Nevertheless, Williams was returned to the state prison. He took no further action concerning the concurrency vel non of his sentences. In 1990, he filed a motion to clarify his sentence, which indicates he had been remanded to federal custody and that Florida Department of Corrections refused to say whether the state sentence was concurrent with the federal sentence.

We agree with the trial court that this 3.850 motion was untimely. It was filed almost seven years after the judgment and sentence became final and at least five years after Williams became aware that he was not receiving credit for the Florida sentence on his federal sentence.

Further, the state sentence has been served in full and Williams is no longer in state custody. It appears his federal sentence was in no way enhanced as a result of the Florida conviction.
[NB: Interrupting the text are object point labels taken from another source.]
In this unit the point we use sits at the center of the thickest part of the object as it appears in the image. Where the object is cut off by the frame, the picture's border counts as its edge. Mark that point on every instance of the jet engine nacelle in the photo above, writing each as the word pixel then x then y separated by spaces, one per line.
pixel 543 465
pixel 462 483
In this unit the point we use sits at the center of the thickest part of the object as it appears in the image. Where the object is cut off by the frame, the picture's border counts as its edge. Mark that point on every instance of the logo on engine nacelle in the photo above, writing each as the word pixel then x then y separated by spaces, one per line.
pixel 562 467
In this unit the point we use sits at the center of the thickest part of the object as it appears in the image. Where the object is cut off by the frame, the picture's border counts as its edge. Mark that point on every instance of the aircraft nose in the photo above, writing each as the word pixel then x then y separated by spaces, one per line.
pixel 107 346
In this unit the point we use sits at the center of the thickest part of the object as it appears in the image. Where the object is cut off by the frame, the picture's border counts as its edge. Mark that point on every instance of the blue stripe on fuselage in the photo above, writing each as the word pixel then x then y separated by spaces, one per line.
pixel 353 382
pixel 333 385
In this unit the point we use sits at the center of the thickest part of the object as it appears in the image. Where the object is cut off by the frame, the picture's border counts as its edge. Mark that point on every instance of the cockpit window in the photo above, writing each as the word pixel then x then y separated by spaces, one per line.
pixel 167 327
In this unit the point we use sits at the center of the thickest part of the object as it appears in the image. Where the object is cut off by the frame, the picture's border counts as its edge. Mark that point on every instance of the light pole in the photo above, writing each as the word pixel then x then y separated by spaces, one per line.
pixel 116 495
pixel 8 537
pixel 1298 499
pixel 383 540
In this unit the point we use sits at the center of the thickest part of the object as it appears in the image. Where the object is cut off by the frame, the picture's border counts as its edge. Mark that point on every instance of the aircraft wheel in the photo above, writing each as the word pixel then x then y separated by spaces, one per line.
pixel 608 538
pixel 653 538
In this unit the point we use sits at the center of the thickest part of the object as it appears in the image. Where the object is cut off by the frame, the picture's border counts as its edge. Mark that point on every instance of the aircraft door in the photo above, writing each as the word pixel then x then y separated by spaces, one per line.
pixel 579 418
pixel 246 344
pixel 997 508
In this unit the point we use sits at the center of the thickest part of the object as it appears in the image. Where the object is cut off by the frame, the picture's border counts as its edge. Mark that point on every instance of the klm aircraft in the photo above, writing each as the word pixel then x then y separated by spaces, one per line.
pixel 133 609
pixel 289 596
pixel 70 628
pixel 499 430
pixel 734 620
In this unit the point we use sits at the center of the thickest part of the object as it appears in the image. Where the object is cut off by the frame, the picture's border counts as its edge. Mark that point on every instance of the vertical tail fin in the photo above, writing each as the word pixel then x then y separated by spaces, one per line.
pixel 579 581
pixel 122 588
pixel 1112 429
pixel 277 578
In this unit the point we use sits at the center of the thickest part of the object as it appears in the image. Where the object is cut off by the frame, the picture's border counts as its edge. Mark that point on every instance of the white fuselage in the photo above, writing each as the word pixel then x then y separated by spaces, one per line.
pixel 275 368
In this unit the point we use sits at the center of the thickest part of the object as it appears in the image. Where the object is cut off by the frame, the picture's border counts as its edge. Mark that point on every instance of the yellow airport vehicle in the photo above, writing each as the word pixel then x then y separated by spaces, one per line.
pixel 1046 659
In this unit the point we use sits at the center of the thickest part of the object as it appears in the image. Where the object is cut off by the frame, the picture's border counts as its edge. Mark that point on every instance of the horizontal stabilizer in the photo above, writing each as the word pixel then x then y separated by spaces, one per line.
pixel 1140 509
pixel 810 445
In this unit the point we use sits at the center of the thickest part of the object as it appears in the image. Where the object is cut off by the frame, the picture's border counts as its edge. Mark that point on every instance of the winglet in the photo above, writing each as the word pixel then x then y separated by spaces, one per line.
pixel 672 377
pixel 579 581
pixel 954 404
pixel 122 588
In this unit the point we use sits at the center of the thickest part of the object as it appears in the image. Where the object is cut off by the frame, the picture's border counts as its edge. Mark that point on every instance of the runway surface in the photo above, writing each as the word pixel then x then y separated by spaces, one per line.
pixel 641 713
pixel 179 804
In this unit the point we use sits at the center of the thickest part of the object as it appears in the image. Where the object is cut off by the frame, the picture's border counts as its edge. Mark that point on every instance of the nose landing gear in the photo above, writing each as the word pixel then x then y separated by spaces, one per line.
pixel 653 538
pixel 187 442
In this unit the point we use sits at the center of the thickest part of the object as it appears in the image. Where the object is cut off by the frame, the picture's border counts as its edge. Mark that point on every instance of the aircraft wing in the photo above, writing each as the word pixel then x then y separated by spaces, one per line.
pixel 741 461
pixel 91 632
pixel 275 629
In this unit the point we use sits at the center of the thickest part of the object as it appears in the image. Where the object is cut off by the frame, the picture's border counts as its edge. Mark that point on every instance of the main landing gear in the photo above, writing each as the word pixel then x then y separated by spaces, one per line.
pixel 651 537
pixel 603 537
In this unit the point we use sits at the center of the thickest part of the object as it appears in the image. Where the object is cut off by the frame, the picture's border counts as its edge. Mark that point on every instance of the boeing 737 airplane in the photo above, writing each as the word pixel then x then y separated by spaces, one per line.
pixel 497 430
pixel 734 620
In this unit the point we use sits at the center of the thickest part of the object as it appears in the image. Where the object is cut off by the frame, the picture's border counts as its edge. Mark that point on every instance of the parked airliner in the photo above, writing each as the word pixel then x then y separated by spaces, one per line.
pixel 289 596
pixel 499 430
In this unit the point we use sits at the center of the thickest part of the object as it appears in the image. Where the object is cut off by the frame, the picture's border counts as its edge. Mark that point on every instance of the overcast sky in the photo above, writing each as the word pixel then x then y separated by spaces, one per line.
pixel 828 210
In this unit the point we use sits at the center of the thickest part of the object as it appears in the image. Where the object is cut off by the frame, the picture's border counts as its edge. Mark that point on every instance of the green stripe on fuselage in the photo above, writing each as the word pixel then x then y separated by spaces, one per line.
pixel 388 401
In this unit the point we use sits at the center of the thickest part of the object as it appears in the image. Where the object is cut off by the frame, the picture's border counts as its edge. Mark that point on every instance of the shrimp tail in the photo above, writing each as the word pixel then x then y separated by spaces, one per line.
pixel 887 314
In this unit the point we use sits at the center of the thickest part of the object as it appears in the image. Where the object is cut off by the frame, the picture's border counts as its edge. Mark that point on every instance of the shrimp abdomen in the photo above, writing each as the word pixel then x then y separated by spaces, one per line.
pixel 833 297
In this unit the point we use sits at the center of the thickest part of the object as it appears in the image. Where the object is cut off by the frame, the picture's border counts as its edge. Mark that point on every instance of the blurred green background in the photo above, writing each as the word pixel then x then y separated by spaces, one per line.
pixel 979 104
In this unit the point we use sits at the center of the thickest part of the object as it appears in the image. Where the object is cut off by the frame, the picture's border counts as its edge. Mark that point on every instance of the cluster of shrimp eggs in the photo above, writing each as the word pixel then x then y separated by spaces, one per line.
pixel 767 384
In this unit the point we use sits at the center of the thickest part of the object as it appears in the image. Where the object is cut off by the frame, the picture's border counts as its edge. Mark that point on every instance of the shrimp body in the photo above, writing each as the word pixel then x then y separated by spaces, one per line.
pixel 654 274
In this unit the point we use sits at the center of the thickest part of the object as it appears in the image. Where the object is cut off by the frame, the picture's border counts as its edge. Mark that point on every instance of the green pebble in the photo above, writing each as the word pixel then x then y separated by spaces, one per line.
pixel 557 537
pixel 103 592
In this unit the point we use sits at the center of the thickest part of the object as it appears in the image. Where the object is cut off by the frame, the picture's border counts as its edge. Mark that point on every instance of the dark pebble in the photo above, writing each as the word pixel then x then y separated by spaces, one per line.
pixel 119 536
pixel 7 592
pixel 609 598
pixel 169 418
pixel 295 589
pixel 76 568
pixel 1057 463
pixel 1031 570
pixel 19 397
Thus, Williams is not in custody as required by rule 3.850 and the state can give him no relief.

A defendant who alleges in a timely post-conviction motion that his plea was involuntary, because he was promised that his sentence would be concurrent with a sentence in another case, and who states that he would not have entered the plea had he not been promised a concurrent sentence, has stated a prima facie ground for relief and is entitled to a hearing. See Hightower v. State, 650 So.2d 1086 (Fla. 1st DCA 1995); Perkins v. State, 696 So.2d 1343 (Fla. 2d DCA 1997); Schroeder v. State, 641 So.2d 947 (Fla. 5th DCA 1994). Had Williams filed a timely motion to withdraw his plea in this case, he would have been entitled to a hearing. 2

However, having served his Florida sentence, it is too late for Williams to seek to withdraw a guilty plea based on the timing of the serving of that sentence and a federal sentence. The state prison time has been served and it has been served in the state prison system. Those facts cannot be undone. At this point, the state courts have no power or mechanism to force the federal authorities to give a defendant credit for the time served in the state prison. His remedy lies solely with the federal courts.

AFFIRMED.

GRIFFIN, C.J., and HARRIS, J„ concur.

. § 893.135(l)(b)l„ Fla. Stat

. Taylor v. State, 710 So.2d 636 (Fla. 3d DCA 1998).